When this happens to you, it acts like this — say you launch Word, and you see the Word task bar object down in the start bar, but when you click on it, it doesn’t come into focus on your screen. However, if you have window automations turned on (I think they’re default), you can actually see the window zooming and opening up for a quick second as it displays it on the 2nd monitor, which doesn’t exist. This happens a lot with error dialog boxes, say from Putty or something. IE, when I undock from a dual monitor setup and I have Putty on the 2nd monitor, Putty displays this “ok” dialog box when it loses network connectivity. Well, this “ok” dialog is on the phantom second monitor, so you can’t seem to close it from the start bar, and when you try to right-click on the task bar item it just does nothing. Very annoying.
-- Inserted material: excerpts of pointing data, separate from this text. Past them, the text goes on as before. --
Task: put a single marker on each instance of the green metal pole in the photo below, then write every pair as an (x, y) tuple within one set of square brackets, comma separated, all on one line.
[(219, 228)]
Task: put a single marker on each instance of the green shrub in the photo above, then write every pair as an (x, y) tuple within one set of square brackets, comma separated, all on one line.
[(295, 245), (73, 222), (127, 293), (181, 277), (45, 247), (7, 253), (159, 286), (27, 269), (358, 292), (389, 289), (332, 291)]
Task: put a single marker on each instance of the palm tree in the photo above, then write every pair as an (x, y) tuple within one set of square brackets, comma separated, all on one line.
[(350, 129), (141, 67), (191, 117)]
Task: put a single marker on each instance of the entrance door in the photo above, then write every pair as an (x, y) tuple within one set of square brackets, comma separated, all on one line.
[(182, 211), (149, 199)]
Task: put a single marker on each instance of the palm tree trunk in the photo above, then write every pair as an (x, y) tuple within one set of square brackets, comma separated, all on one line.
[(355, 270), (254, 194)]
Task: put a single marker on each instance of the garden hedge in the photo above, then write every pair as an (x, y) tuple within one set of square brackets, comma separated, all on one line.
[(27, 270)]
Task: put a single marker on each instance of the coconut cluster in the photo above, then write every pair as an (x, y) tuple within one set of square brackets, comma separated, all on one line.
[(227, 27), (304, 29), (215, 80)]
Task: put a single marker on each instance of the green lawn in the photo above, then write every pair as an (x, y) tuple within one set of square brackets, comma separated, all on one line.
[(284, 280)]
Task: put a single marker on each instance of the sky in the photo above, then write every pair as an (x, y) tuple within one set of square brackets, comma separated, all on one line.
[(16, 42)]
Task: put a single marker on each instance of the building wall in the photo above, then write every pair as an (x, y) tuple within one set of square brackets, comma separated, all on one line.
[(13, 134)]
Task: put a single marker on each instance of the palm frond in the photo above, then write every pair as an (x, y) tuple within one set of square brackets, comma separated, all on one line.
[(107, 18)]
So what you do is make the application have focus (ie, click on it in the task bar so that it’s looks like it
s ‘pressed’ like a button…) and do what it wants. In the case of Putty, it’s simply pressing Enter. However, most of the time, you don’t want to close the app, you just want it to display on the main monitor. So you can right-click on the item in the task bar and select “Move”. Then just hold down the right arrow key on the keyboard until it shows up, then press Enter. Now you can move the window around, double-click on the title bar to have it maximize on the primary monitor, or use it however you want.

I know most Office programs (Word, Excel, Access, Powerpoint, etc) sometimes “remember” what screen they were on last, but it’s inconsistent and I can’t tell when it does remember and when it doesn’t. But hopefully this tip helps someone out someday.